Associative relationships are not enough to develop the causal understandings necessary to inform intervention recommendations. In order to understand which intervention should be made to improve an outcome, we must understand what causes the underlying processes generating our data. In our pedagogical example, changes in ice cream consumption are not causing changes in drownings simply because they are correlated. Similarly, changes in drownings are not causing changes in ice cream consumption. Rather, it is a third variable, temperature, that is responsible for the tight correlation relation you see in this data. In future posts, I will discuss causal discovery problems, for which one can leverage a class of algorithms to automatically discover such causal relationships. For now, your key takeaway should be as follows: Without causal inference techniques, you cannot mathematically verify that any event directly or indirectly causes any particular target event. Standard statistical analysis only enables analysts to infer associative relationships between variables. For this reason, analytical tools describing how exactly ice cream consumption and monthly drownings move together over time are not sufficient to inform policy decisions which aim to decrease drowning deaths.

Figure 3: Causal inference has its roots in a variety of economic fields, but most early literature in the topic comes from computer science, statistics, epidemiology, and economics.

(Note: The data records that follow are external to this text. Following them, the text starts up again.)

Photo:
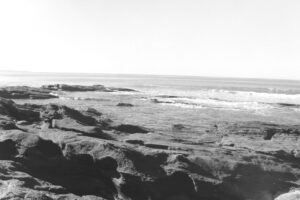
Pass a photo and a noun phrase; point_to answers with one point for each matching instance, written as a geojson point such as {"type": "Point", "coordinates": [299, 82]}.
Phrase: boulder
{"type": "Point", "coordinates": [24, 92]}
{"type": "Point", "coordinates": [124, 105]}
{"type": "Point", "coordinates": [127, 128]}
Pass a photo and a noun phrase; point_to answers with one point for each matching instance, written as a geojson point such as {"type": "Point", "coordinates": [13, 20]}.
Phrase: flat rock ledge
{"type": "Point", "coordinates": [57, 152]}
{"type": "Point", "coordinates": [48, 91]}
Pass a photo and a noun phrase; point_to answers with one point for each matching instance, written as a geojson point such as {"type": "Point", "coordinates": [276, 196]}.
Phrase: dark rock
{"type": "Point", "coordinates": [10, 109]}
{"type": "Point", "coordinates": [124, 105]}
{"type": "Point", "coordinates": [269, 133]}
{"type": "Point", "coordinates": [106, 163]}
{"type": "Point", "coordinates": [127, 128]}
{"type": "Point", "coordinates": [7, 149]}
{"type": "Point", "coordinates": [178, 127]}
{"type": "Point", "coordinates": [83, 88]}
{"type": "Point", "coordinates": [53, 111]}
{"type": "Point", "coordinates": [24, 92]}
{"type": "Point", "coordinates": [139, 142]}
{"type": "Point", "coordinates": [7, 125]}
{"type": "Point", "coordinates": [94, 112]}
{"type": "Point", "coordinates": [157, 146]}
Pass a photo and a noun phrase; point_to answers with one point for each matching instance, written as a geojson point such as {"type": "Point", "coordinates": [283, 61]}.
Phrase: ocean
{"type": "Point", "coordinates": [163, 101]}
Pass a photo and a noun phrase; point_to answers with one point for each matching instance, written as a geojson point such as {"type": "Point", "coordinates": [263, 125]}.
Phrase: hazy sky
{"type": "Point", "coordinates": [235, 38]}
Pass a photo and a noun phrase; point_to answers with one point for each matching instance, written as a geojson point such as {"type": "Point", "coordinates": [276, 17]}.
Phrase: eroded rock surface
{"type": "Point", "coordinates": [83, 88]}
{"type": "Point", "coordinates": [63, 153]}
{"type": "Point", "coordinates": [24, 92]}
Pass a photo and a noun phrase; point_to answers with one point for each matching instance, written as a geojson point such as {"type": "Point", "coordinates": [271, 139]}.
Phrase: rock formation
{"type": "Point", "coordinates": [57, 152]}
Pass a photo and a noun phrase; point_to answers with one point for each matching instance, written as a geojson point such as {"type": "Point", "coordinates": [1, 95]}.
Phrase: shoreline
{"type": "Point", "coordinates": [101, 159]}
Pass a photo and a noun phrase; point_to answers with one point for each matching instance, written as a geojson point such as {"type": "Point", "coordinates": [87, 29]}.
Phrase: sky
{"type": "Point", "coordinates": [226, 38]}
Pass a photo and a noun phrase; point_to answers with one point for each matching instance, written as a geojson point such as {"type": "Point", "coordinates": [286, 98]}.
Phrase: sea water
{"type": "Point", "coordinates": [162, 101]}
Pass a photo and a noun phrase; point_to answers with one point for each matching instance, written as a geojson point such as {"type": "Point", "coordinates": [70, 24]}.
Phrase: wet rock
{"type": "Point", "coordinates": [24, 92]}
{"type": "Point", "coordinates": [127, 128]}
{"type": "Point", "coordinates": [7, 149]}
{"type": "Point", "coordinates": [124, 105]}
{"type": "Point", "coordinates": [84, 88]}
{"type": "Point", "coordinates": [139, 142]}
{"type": "Point", "coordinates": [178, 127]}
{"type": "Point", "coordinates": [22, 123]}
{"type": "Point", "coordinates": [269, 133]}
{"type": "Point", "coordinates": [7, 125]}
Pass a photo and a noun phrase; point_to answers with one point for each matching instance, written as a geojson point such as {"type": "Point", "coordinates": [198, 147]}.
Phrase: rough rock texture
{"type": "Point", "coordinates": [124, 105]}
{"type": "Point", "coordinates": [45, 92]}
{"type": "Point", "coordinates": [63, 153]}
{"type": "Point", "coordinates": [24, 92]}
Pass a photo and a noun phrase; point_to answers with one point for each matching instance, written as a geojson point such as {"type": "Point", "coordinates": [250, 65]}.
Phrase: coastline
{"type": "Point", "coordinates": [101, 159]}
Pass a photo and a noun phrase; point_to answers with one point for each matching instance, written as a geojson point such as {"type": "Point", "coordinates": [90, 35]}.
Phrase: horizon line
{"type": "Point", "coordinates": [139, 74]}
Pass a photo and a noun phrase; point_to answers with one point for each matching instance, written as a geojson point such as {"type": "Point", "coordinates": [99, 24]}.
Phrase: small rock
{"type": "Point", "coordinates": [124, 105]}
{"type": "Point", "coordinates": [127, 128]}
{"type": "Point", "coordinates": [22, 122]}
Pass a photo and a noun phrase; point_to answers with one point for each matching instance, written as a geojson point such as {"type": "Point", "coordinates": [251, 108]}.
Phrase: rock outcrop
{"type": "Point", "coordinates": [64, 153]}
{"type": "Point", "coordinates": [83, 88]}
{"type": "Point", "coordinates": [124, 105]}
{"type": "Point", "coordinates": [50, 91]}
{"type": "Point", "coordinates": [24, 92]}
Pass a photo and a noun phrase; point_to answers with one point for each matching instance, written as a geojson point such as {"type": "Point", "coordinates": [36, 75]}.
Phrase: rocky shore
{"type": "Point", "coordinates": [57, 152]}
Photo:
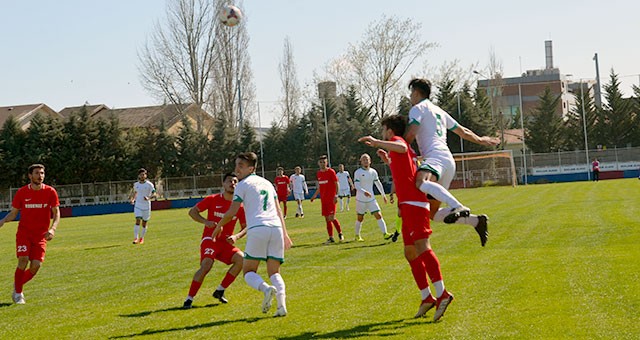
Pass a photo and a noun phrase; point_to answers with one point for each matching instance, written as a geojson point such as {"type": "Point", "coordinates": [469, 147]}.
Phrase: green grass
{"type": "Point", "coordinates": [562, 261]}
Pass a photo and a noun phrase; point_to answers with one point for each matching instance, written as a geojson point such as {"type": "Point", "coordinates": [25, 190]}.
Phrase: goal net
{"type": "Point", "coordinates": [476, 169]}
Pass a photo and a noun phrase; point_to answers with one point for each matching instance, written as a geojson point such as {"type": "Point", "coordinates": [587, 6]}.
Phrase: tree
{"type": "Point", "coordinates": [387, 50]}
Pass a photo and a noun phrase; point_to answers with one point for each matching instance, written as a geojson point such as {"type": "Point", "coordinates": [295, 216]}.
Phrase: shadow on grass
{"type": "Point", "coordinates": [188, 328]}
{"type": "Point", "coordinates": [171, 309]}
{"type": "Point", "coordinates": [379, 329]}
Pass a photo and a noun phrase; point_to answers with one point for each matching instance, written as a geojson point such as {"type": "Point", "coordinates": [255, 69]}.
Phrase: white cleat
{"type": "Point", "coordinates": [269, 294]}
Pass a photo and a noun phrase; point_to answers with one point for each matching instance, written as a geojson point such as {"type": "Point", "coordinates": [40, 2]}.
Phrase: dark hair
{"type": "Point", "coordinates": [249, 157]}
{"type": "Point", "coordinates": [421, 85]}
{"type": "Point", "coordinates": [227, 175]}
{"type": "Point", "coordinates": [35, 166]}
{"type": "Point", "coordinates": [395, 123]}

Causal inference has served as the primary goal of academic researchers in a variety of fields who are concerned with evaluating the resultant success of particular interventions. It helps economists determine the expected effect of a minimum wage increase in a particular US state. It helps medical researchers estimate how much of a decrease in blood glucose level can be attributed to beginning an insulin treatment schedule. It helps poker-playing AI software determine the effect a particular action has had on its win probability. Causal inference can be a powerful tool for business analysts, who commonly query large repositories of customer information in order to inform a data-driven decision making process. In this blog series, I will discuss common techniques for utilizing causal inference in a business analytics setting, mainly those leveraging artificial intelligence and machine learning to swiftly build, evaluate, and tweak intervention recommendation models to unlock latent value from large-scale data sets.